Erfahrungen für die Zukunft

Dazu gehört, einen Blick auf flexibles Arbeiten zu werfen. War das in Zeiten vor dem Virus für Manchen noch Zukunftsmusik, wird in der Krise die Bedeutung des neuen Arbeitens im digitalen Zeitalter besonders sichtbar. „Die Erfahrungen, die wir jetzt sammeln konnten, formen auch die Struktur der Ausbildung in der Zukunft“, blickt Malejka voraus. Ein sich ständig den Gegebenheiten anpassender Ausbildungsplan. Inhalte, die das „Leben da draußen“ nicht nur spiegeln, sondern integrieren. Beides trifft auf den Willen zur Veränderung auch in einem sonst so klassischen Bereich wie Ausbildung. So könnte das jetzt aus der Krise geborene Lernen im Homeoffice bald ganz normal dazugehören.

„Manche unserer Azubis könnten dann beispielsweise nach dem Vormittag in der Schule auf den Bürobesuch vor Ort verzichten und so im Homeoffice den Rest des Tages mit ihren betrieblichen Aufgaben verbringen“, denkt der erfahrene Ausbilder. Arbeiten in Co-Working-Spaces wie der Digital Church in Aachen. Virtuelle Gemeinschaftsarbeiten oder auch online abgehaltene, ohnehin angesetzte wöchentliche Meetings. Als ganz normale Bestandteile der Ausbildung nicht nur denkbar, sondern manchmal wünschenswert. Das ist im Moment eine Idee für die nähere Zukunft. „Für einige ist der Weg zur Schule kürzer als zur EWV, da könnte man den Tag straffen und effektiver gestalten“, sagt Malejka.

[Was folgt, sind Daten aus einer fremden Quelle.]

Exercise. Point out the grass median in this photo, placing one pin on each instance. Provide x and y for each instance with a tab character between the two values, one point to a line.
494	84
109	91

„Ganz digital funktioniert Ausbildung nicht“

Dennoch will er nicht ganz darauf verzichten, „seine“ Azubis auch persönlich zu treffen. „Ganz digital funktioniert Ausbildung nicht“, sagt er, „es gibt Themen, die man besser unter vier Augen in einem Büro anspricht. Beispielsweise, wenn einmal etwas nicht klappt oder Konflikte gelöst werden müssen“. So ganz werden Felix Knaak, Christina Obers und Anna Lena Weißenbach also in der Zeit nach Corona nicht auf den Besuch am Arbeitsplatz verzichten können. Aber das Homeoffice als natürlichen Teil der Ausbildung leben, das könnten sie sich nach der Aufhebung der aktuellen Beschränkungen durchaus vorstellen. Und sei es nur, um vor der Arbeit ein wenig länger schlafen zu dürfen und mit einem leckeren Kaffee nach eigenem Geschmack oder mit dem geliebten Hündchen in der Nähe in den Arbeitstag zu starten. Schließlich sollen lernen und arbeiten ja auch Spaß machen.